Se faire traiter de petite tête par un mec qui a disparu il y a 30000 ans, j'avoue que c'est fort. Mais l'évolution a montré qu'il valait mieux laisser parler les gens qui ont une tête et 30 kilos de muscles de plus que vous.
« - On sait que Regan t'a appelé pour aller à Paladru. On sait qu'il veut que tu lui nettoies tout ça. Mais tu ne vas pas le faire.
- On peut savoir pourquoi ? »
Et là, il retire de sa ceinture une mâchette de 70cm de long. Pas vraiment un accessoire de coupeur de citrons ou alors les citrons sont devenus énormes de nos jours. Je lâche un rire nerveux.
« - T'as pas plus gros ? Ou plus petit ?
- Fais pas le malin Malarkey. T'as pas envie de crever ici dans ce train, non ?
- Tu ne vas pas me tuer ici, parce que ça mettrait trop de bordel. J'ai des réservations à mon nom. Y'a des gens qui savent où je vais. Et t'as pas vraiment envie de faire du raffût, pas vrai ?
- Bien vu petite tête, alors on va faire un deal.
- Et si je décide de vous envoyer chier ?
- Fais attention où tu mets les doigts Malarkey ou tu risques de te faire pincer très fort. »
Ils auraient pu m'envoyer quelqu'un d'autre. Une femme fatale, un ninja, n'importe quoi mais pas ça. J'ai l'impression de discuter avec un distributeur automatique. Tu fous une pièce, et tu sais à l'avance ce qui va tomber. Là j'ai la désagréable impression qu'à un moment donné, le seul produit encore en rayon va me causer des maux de tête. Je l'ai amusé une ou deux fois, mais la prochaine fois, c'est tintin!
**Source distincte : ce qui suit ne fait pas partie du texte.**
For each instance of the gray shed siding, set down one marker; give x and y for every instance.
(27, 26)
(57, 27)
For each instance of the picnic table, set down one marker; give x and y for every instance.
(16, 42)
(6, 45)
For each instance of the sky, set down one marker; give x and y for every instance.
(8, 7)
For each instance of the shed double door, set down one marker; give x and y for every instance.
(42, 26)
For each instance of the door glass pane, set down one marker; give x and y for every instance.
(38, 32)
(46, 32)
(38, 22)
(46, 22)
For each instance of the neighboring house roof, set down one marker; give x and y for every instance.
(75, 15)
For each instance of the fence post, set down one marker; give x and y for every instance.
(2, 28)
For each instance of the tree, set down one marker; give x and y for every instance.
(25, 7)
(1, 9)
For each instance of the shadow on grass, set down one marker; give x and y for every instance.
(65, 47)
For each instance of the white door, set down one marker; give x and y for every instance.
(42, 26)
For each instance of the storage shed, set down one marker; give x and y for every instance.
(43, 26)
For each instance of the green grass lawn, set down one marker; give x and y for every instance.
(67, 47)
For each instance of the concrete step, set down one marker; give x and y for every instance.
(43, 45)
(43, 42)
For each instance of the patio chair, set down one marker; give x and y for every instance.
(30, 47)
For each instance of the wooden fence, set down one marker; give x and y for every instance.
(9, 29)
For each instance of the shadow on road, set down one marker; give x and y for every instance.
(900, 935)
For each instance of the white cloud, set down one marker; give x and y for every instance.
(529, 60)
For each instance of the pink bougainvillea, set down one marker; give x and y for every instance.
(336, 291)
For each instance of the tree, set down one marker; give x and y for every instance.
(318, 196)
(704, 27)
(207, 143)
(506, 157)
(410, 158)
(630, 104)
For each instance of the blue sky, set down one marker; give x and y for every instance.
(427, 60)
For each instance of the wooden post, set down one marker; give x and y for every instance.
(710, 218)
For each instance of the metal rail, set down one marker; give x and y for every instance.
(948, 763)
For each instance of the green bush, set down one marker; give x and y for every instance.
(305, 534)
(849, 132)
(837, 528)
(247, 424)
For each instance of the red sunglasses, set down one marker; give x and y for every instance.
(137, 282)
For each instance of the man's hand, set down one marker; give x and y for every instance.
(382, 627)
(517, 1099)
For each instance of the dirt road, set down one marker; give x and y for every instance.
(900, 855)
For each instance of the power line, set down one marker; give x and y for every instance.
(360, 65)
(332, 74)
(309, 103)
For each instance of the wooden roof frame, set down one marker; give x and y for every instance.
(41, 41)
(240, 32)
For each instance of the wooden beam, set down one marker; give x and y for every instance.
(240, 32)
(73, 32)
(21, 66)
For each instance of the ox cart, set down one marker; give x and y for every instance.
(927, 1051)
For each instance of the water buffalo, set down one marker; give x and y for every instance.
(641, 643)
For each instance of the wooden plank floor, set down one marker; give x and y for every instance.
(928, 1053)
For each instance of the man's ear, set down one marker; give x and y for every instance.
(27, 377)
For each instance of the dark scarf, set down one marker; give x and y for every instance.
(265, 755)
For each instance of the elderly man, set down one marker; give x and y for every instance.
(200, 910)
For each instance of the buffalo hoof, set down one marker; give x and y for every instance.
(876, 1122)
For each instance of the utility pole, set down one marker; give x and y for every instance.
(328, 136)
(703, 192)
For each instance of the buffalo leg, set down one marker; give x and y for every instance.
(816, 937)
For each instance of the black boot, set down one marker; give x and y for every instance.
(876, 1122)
« - Concrètement, ça se passe comment ?
- Tu vas descendre à la prochaine gare, et faire le chemin inverse. Chez toi tu trouveras de quoi partir au vert, et tu vas partir au vert.
- Qui vous protégez ?
- Ca n'a aucune importance petite tête.
- Et Regan ?
- On va s'occuper de son cas, ça ne sera pas un problème. Personne ne se rendra compte que tu n'es pas allé là bas. »
C'est surréaliste. Je n'ai même pas encore commencé ce boulot qu'on est prêt à me payer pour que je ne le fasse pas. Je n'ai pourtant rien d'une terreur... Qui a intérêt à ce qu'on ne remue pas la merde autour de Paladru ? Qui a suffisamment d'argent et d'influence pour me mettre dans cette situation ? Si ce mec était envoyé par Regan pour me tester ? Et si tout ceci n'était qu'un prétexte pour m'éliminer vraiment ? Et si le...
Je ne pensais pas qu'il avait une allonge pareille. Son poing dans ma gueule. Rideau.
Retour dans mon salon. La mallette me regarde toujours, insistante. Mon nez me fait mal.
Je me lève péniblement et, j'enfile mon usé et fidèle imperméable. Je saisis fermement la poignée de la mallette, et je sors de chez moi. Il neige à gros flocons. J'ai jamais vu la mer, mais il paraît qu'une fois qu'on y est, elle est bonne.